Out of Memory Killer activated for python script running a multiprocessing Queue?
Asked Answered
P

2

8

I have written a python program that needs to run for multiple days at a time, because of the constant collection of data. Previously I had no issues running this program for months at a time. I recently made some updates to the program, and now after around 12 hours I get the dreaded out of memory killer. The 'dmesg' output is the following:

[9084334.914808] Out of memory: Kill process 2276 (python2.7) score 698 or sacrifice child
[9084334.914811] Killed process 2276 (python2.7) total-vm:13279000kB, anon-rss:4838164kB, file-rss:8kB

Besides just general python coding, the main change made to the program was the addition of a multiprocessing Queue. This is the first time I have ever used this feature, so I am not sure if this might be the cause of the issue. The purpose of the Queue in my program is to be able to make dynamic changes in a parallel process. The Queue is initiated in the main program and in continually being monitored in the parallel process. A simplified version of how I am doing this in the parallel process is the following (with 'q' being the Queue):

while(1):

    if q.empty():
        None

    else:
        fr = q.get()
        # Additional code

    time.sleep(1)

The dynamic changes to 'q' do not happen very often so majority of the time q.empty() will be true, but the loop is there to be ready as soon as changes are made. My question is, would running this code for multiple hours at a time cause the memory to eventually run low? With the 'while' loop being pretty short and running basically non stop, I was thinking this might be an problem. If this could be the cause of the problem, does anybody have any suggestions on how to improve the code so the out of memory killer doesn't get called?

Thank you very much.

Patton answered 27/2, 2014 at 16:1 Comment(6)
if q.empty(): pass is the idiomatic way to write that block. But it would be even better to just have if not q.empty(): fr = q.get() in the first place.Snowplow
What implementation are you using? Is .get() removing the element from the queue or only inspecting it? In the latter case, the size of the queue is monotonically increasing.Quaff
do you have swap enabled? what's the output of free?Trudietrudnak
Thank you for all the comments. The way I am using .get() is to remove a list from the Queue. So I am using .put() in the main program to send the list to the parallel process and .get() is what picks it up. I assumed previously that after .get() is entered, the Queue is cleared, but maybe I am wrong.Patton
I stopped running the program some time ago, but here is the current output of 'free': total used free shared buffers cached Mem: 8177396 1659060 6518336 0 255036 560160 -/+ buffers/cache: 843864 7333532 Swap: 10027004 869020 9157984Patton
Did you try change /proc/<pid>/oom_score for your process?Metallize
S
6

The only way you can run out of memory in the way you describe is if you're using more and more memory as time goes on. The loop here does not demonstrate this behavior, so it cannot be (solely) responsible for any memory errors. Running a tight, infinite loop can burn through a lot of needless processor cycles, but it can't cause a MemoryError by itself unless it's storing data to someplace else.

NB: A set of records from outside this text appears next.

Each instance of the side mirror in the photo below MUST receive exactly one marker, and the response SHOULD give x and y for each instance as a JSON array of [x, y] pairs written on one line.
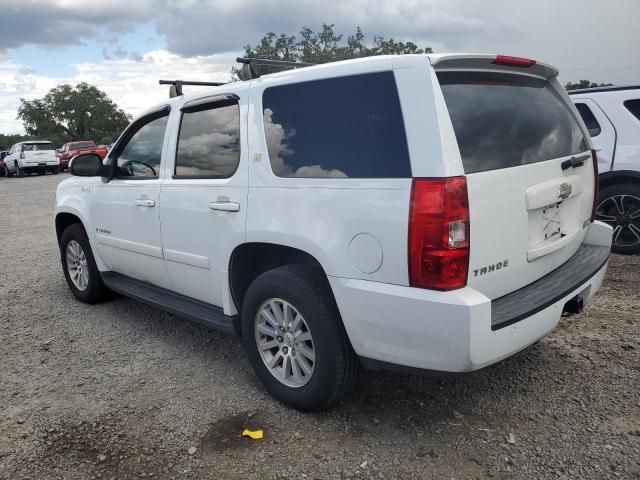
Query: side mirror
[[86, 165]]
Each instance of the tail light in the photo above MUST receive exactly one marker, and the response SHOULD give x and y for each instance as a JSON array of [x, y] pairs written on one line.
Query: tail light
[[596, 185], [510, 61], [439, 233]]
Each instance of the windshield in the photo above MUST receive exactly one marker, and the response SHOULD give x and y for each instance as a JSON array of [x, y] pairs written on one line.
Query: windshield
[[35, 147], [504, 120]]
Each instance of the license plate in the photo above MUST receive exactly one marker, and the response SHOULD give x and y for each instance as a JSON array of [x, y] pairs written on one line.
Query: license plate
[[551, 225]]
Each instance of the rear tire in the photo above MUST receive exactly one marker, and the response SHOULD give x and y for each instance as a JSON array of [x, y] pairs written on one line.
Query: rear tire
[[305, 293], [75, 251], [620, 207]]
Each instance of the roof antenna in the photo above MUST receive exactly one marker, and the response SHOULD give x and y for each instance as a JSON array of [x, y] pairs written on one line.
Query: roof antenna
[[176, 86], [250, 65]]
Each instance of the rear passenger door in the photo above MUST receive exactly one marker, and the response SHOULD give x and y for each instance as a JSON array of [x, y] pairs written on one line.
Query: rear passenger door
[[601, 131], [204, 197]]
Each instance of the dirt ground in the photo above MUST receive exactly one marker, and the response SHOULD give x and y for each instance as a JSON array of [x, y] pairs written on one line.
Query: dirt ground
[[121, 390]]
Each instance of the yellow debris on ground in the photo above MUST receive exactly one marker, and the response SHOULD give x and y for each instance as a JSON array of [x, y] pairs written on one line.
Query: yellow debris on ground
[[254, 434]]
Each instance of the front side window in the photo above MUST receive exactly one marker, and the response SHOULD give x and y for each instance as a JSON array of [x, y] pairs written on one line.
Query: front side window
[[78, 146], [37, 147], [633, 106], [346, 127], [140, 156], [209, 141], [589, 119]]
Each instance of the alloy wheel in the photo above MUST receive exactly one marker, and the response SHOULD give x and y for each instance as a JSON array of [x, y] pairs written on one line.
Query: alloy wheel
[[622, 212], [285, 342], [77, 265]]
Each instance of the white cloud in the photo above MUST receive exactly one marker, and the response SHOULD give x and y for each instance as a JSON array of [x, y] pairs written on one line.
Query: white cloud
[[18, 81], [133, 85]]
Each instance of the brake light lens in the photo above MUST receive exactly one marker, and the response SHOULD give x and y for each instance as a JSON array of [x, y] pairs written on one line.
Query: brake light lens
[[510, 61], [596, 185], [439, 233]]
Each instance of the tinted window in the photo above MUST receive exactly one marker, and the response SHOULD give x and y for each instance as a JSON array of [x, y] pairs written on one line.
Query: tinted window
[[589, 119], [78, 146], [634, 107], [503, 120], [209, 142], [337, 128], [141, 155], [35, 147]]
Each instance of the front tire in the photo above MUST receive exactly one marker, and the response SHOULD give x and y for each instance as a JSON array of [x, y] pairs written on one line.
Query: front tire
[[295, 339], [79, 266], [620, 207]]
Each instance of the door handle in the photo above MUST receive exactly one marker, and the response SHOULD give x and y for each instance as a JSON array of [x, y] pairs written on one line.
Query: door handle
[[145, 202], [225, 206]]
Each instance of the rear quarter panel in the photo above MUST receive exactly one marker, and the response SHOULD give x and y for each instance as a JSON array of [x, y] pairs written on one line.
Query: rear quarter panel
[[322, 216]]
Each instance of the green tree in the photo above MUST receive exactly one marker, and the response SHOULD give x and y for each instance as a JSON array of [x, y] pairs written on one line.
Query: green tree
[[324, 46], [69, 113], [585, 84]]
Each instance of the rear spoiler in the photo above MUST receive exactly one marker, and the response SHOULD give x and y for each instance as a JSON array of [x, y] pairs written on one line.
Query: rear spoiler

It's likely that elsewhere in your code, you're holding onto some variables that you don't intend to. This is called a memory leak, and you can use a memory profiler to look for where such a leak is coming from.

Some likely suspects are caching methods used to improve performance, or lists of variables that never leave scope. Perhaps your multiprocessing queue is holding on to references to earlier data objects, or items are never deleted from the queue once they're inserted? (This latter case is unlikely given the code you've shown if you're using the builtin queue.Queue, but anything is possible).

Snowplow answered 27/2, 2014 at 16:7 Comment(5)
This is not an answer. Post it as a comment.Quaff
@Stefano How is this not an answer? "My question is, would running this code for multiple hours at a time cause the memory to eventually run low?" The answer is No, the given code cannot cause the program to run out of memory.Snowplow
Your answer reads: I cannot conclude that your code is causing this error by itself, please provide more details. This is what I would put in a comment. And that piece of (pseudo)code can well be the cause, because you don't know the behaviour of queue.get.Quaff
@Stefano I'm assuming, for lack of other information, that he's using queue.Queue, which would not cause this behavior. The asker didn't ask us to find the memory leak, but rather if it could be caused by the tight loop in a parallel process. I've edited my answer to hopefully read less like a request for more information, though.Snowplow
The question is not strictly limited to the loop, " would running this code for multiple hours at a time cause the memory to eventually run low?". And, programmers should beware of assumptions. When in doubt, ask the OP.Quaff
B
-1

You can convert your program into a linux service and set its oom policy to continue.

You can check this and this links to see how to see/edit service parameters and see oom policy service parameter respectively.

Bonner answered 10/8, 2020 at 13:21 Comment(0)

© 2022 - 2024 — McMap. All rights reserved.